During the decades in which the fate of Italy was decided,
the spirit of prophecy was unusually active, and nowhere where it
displayed itself was it confined to any one particular class. We know
with what a tone of true prophetic defiance the hermits came forward
before the sack of Rome. In default of any eloquence of their own,
these men made use of messengers with symbols of one kind or another,
like the ascetic near Siena (1496) who sent a 'little hermit,' that is
a pupil, into the terrified city with a skull upon a pole to which was
attached a paper with a threatening text from the Bible.
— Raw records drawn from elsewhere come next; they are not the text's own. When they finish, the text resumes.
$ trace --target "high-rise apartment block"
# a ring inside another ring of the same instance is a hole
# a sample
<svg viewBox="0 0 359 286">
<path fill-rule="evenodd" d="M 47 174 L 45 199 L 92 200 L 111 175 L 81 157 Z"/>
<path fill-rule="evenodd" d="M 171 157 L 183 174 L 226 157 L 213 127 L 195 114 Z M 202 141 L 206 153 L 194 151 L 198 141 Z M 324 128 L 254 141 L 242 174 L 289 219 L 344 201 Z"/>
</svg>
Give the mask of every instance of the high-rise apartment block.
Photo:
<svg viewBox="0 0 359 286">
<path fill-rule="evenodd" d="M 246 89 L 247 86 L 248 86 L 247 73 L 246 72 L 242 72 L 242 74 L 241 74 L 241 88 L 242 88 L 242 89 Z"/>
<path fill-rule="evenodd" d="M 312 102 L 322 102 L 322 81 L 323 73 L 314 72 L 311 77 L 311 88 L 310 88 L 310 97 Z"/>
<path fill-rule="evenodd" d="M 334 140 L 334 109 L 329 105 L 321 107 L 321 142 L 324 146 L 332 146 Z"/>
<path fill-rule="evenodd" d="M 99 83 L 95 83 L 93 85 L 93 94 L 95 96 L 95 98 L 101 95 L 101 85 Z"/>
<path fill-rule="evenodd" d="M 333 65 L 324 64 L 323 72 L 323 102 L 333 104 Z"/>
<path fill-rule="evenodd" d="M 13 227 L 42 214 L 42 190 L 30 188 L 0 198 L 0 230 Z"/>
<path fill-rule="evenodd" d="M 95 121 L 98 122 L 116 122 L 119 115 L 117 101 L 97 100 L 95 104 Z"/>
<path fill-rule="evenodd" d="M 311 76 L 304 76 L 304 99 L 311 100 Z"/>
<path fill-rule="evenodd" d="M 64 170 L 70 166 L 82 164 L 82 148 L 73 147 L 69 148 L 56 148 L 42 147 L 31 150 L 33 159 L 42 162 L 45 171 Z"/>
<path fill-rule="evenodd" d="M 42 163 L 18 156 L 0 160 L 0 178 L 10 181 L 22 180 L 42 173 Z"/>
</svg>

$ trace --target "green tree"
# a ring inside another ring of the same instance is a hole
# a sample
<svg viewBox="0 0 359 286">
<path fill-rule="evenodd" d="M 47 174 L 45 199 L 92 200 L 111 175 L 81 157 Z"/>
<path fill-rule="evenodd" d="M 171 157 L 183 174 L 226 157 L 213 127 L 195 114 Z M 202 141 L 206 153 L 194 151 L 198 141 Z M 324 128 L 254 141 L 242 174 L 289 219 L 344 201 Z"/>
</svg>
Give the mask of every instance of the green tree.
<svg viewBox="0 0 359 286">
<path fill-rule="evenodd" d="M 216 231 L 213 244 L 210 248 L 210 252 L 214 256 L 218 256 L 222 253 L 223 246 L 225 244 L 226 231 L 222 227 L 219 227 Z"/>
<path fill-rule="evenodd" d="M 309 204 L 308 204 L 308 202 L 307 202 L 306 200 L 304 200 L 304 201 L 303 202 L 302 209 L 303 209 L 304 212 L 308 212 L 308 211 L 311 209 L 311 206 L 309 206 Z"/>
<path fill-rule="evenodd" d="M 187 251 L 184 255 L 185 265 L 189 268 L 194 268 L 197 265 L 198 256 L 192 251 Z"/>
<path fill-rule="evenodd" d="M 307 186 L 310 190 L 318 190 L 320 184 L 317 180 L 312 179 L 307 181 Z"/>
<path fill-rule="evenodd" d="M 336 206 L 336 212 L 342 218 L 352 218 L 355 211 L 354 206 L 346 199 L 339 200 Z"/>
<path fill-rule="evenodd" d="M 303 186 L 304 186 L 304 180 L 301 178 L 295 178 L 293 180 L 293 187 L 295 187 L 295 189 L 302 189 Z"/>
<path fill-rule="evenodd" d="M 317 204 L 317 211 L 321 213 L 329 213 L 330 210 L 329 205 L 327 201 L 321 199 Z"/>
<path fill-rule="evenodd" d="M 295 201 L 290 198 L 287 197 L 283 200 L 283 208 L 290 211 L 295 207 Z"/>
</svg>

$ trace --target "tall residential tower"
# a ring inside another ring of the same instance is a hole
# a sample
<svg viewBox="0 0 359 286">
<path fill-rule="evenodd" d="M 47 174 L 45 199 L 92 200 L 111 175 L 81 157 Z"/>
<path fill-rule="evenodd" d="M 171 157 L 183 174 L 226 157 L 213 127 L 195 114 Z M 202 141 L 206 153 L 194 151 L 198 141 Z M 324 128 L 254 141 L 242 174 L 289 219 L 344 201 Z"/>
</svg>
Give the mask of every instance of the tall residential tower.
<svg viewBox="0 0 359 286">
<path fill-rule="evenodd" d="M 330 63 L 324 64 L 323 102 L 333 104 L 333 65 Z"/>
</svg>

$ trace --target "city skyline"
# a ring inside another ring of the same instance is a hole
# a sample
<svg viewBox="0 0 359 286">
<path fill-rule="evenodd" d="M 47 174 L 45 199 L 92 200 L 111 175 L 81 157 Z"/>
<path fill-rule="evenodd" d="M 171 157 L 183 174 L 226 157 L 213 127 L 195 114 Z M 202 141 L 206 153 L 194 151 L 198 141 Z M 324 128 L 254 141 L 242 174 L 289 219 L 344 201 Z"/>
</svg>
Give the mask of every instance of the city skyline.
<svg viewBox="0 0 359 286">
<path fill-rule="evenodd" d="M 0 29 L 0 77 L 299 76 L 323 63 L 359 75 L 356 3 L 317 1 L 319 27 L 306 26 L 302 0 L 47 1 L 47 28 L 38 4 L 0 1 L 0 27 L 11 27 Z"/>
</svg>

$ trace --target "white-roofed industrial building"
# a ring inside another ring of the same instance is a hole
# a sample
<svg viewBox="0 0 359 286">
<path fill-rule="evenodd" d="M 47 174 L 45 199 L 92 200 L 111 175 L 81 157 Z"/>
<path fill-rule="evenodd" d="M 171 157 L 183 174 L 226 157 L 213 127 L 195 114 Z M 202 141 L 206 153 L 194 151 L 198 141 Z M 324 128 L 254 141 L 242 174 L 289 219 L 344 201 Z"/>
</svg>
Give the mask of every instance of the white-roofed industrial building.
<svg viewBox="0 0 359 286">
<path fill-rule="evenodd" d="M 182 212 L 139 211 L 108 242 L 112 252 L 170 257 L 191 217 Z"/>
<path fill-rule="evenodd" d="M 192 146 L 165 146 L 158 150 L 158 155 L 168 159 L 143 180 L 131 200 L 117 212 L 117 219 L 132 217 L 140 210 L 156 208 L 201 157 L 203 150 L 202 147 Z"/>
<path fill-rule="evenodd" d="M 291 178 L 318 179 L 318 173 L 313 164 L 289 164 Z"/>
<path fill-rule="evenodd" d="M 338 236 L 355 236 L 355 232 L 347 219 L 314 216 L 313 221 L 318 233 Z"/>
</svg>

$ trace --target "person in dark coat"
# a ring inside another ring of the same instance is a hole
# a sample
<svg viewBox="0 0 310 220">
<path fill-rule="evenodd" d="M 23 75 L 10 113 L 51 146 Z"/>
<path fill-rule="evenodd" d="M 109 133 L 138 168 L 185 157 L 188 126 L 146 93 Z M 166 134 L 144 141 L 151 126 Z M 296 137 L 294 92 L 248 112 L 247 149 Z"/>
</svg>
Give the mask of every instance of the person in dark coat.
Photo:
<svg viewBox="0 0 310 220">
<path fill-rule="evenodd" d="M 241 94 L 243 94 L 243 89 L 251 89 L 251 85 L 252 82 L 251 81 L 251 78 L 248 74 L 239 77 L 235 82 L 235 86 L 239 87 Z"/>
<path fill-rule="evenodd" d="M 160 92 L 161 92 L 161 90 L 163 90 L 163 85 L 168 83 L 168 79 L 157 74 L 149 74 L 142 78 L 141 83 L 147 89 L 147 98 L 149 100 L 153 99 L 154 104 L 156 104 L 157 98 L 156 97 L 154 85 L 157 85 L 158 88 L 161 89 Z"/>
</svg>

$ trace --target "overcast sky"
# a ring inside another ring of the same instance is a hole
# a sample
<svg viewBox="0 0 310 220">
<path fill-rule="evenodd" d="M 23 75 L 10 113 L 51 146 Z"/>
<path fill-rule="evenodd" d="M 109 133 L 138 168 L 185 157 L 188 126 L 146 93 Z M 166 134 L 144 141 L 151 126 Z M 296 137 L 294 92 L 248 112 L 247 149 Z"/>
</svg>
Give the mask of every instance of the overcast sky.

Nor did the monks themselves scruple to attack princes, governments,
the clergy, or even their own order. A direct exhortation to overthrow
a despotic house, like that uttered by Jacopo Bussolaro at Pavia in the
fourteenth century, hardly occurs again in the following period: but
there is no want of courageous reproofs, addressed even to the Pope in
his own chapel, and of naive political advice given in the presence of
rulers who by no means held themselves in need of it. In the Piazza del
Castello at Milan, a blind preacher from the Incoronata--consequently
an Augustinian--ventured in 1494 to exhort Lodovico il Moro from the
pulpit: 'My lord, beware of showing the French the way, else you will
repent it.' There were further prophetic monks who, without exactly
preaching political sermons, drew such appalling pictures of the future
that the hearers almost lost their senses.